I’ve seen how the right work, witnessed them first-hand weaponise the hatred our community has for queer people in order to attain further control of their electorate. And this weapon is strong because at times it is true. We have a homophobia problem and so our reluctance to love LGBTQ people reinforces all the systems that keep us at the bottom. Because if we can not show that we are capable of loving others, irregardless of whether they have sex with the same gender, then in this white, Christian country, we will never truly feel safe and protected. Our children will live in a country that hates them and will never be able to succeed to their full potential
I want to make this clear. The far-right across the globe have used the assumed barbarism of the Muslim community to win elections, and start wars. From Iraq and Syria, to Myanmar, to India, to America, to Britain, to most of Europe. Islamophobia is the bedrock of this new age of fascism and you, the British Muslim, know this better than anyone else.
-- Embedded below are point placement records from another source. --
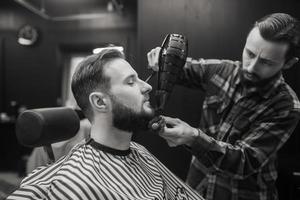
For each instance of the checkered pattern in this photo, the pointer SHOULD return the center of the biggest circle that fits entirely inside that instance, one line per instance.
(242, 130)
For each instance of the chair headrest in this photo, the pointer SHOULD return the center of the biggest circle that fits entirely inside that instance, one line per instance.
(44, 126)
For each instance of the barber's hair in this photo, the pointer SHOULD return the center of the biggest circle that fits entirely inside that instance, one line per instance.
(89, 77)
(281, 27)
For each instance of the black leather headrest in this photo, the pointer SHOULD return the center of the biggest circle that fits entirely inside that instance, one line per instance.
(44, 126)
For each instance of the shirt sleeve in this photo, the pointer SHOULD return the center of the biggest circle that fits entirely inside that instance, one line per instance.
(197, 73)
(248, 155)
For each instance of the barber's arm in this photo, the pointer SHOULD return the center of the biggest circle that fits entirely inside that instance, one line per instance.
(196, 73)
(246, 156)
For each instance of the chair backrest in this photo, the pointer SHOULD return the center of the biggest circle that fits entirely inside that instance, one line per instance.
(44, 126)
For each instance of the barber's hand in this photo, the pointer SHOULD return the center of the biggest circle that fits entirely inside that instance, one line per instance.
(153, 57)
(177, 132)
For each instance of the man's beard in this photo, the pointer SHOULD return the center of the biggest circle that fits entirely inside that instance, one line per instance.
(126, 119)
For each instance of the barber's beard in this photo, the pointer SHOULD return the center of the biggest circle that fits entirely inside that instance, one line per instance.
(126, 119)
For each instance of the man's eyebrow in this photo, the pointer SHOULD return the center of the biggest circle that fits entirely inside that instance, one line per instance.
(130, 77)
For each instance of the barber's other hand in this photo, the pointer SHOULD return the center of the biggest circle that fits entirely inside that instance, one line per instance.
(177, 132)
(153, 57)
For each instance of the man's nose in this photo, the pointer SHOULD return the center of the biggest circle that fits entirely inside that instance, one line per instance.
(146, 88)
(252, 67)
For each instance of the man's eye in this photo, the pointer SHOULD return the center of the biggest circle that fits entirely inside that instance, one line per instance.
(250, 54)
(131, 82)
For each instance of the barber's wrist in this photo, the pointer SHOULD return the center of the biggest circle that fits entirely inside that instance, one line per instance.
(195, 134)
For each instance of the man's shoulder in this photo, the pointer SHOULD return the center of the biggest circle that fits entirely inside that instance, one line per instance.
(288, 95)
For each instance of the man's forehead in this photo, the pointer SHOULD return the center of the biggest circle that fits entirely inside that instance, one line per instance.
(119, 69)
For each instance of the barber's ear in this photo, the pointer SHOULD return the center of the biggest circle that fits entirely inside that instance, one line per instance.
(291, 62)
(99, 101)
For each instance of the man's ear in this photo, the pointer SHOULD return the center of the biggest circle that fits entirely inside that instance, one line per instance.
(99, 101)
(290, 62)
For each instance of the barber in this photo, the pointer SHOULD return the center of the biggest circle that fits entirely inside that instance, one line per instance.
(249, 112)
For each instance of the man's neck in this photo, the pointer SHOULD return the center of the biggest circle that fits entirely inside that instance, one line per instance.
(110, 136)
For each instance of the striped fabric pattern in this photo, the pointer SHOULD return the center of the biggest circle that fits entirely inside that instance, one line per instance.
(91, 173)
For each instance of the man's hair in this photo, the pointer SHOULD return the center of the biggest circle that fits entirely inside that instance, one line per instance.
(89, 77)
(281, 27)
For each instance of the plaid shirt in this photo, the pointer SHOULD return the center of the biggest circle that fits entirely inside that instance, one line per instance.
(241, 131)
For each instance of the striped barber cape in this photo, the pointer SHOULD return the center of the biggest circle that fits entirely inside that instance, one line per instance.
(94, 171)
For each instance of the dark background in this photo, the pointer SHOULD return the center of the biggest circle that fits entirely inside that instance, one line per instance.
(32, 76)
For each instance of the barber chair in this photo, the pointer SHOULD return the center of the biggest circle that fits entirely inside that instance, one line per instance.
(44, 126)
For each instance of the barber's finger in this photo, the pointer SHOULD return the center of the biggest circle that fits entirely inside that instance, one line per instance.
(171, 121)
(153, 57)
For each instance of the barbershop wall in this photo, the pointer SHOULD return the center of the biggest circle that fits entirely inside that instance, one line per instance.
(215, 29)
(31, 76)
One must only watch one episode of Question Time on the BBC, pick up an article from the Spectator, watch the Prime Minister in Parliament or speak to a neighbour. Islamophobia, the fear of Muslims, has embedded itself within British politics and culture. From Home Office projects like Prevent, to education projects about ‘British values’, there is a systemic and institutional effort to reinforce the subjugation of Muslim people in Britain.
I want to make this clear. That if the British Muslim community does not work in tandem with the LGBTQ community, the Conservative government and the far-right will win this fight, and we as a whole community will remain the victims of violent Islamophobia for decades more.
Our community is failing in fighting Islamophobia because we have failed to understand that the most powerful gun held to our own head is our own reluctance to allow our community to include and love LGBTQ people and other marginalised communities within the western world.
Fundamentally, the liberation of queer people relies on support from the Muslim world, and vice versa: the liberation of Muslim people from Islamophobia relies on support from the LGBTQ community. It is the exact same fight. It is trans and gay men that are standing up and fighting Modi. It is lesbian women that are fighting against Trump’s Islamophobia. It is black gay men speaking up for the persecution and incarceration of black Muslims. It is queer Muslims going on TV and making films and producing music that continues the legacy of Islamic art and culture, whether you know they are queer or not, they are people who you have already invited in your homes and in your lives.
I write with urgency because I am seeing online and offline the right-wing islamaphobes weaponise homophobia and use it as a way to garner more support for wars in Iraq, and to garner more support to persecute Palestinians, among many other policy changes. The world and culture is changing. If we do not adapt to it, we will be failed by it. We are already being failed by it. Modi, Bolsanaro, all over Europe, in China, in Iraq, in Sub-saharan Africa, and here in Britain and America. We’re losing and we’re losing hard. If we do not adapt our methods, join forces with other communities, will continue to lose.
We are dying because of the violence of islamophobia and we are being kept poor because of it. Embrace those who are dying from the violence of homophobia, transphobia, anti-blackness and misogyny. And our community will have an economic base, a social base and a cultural base on which we no longer will have to rely on hardships and struggles to build character but on happiness and joy.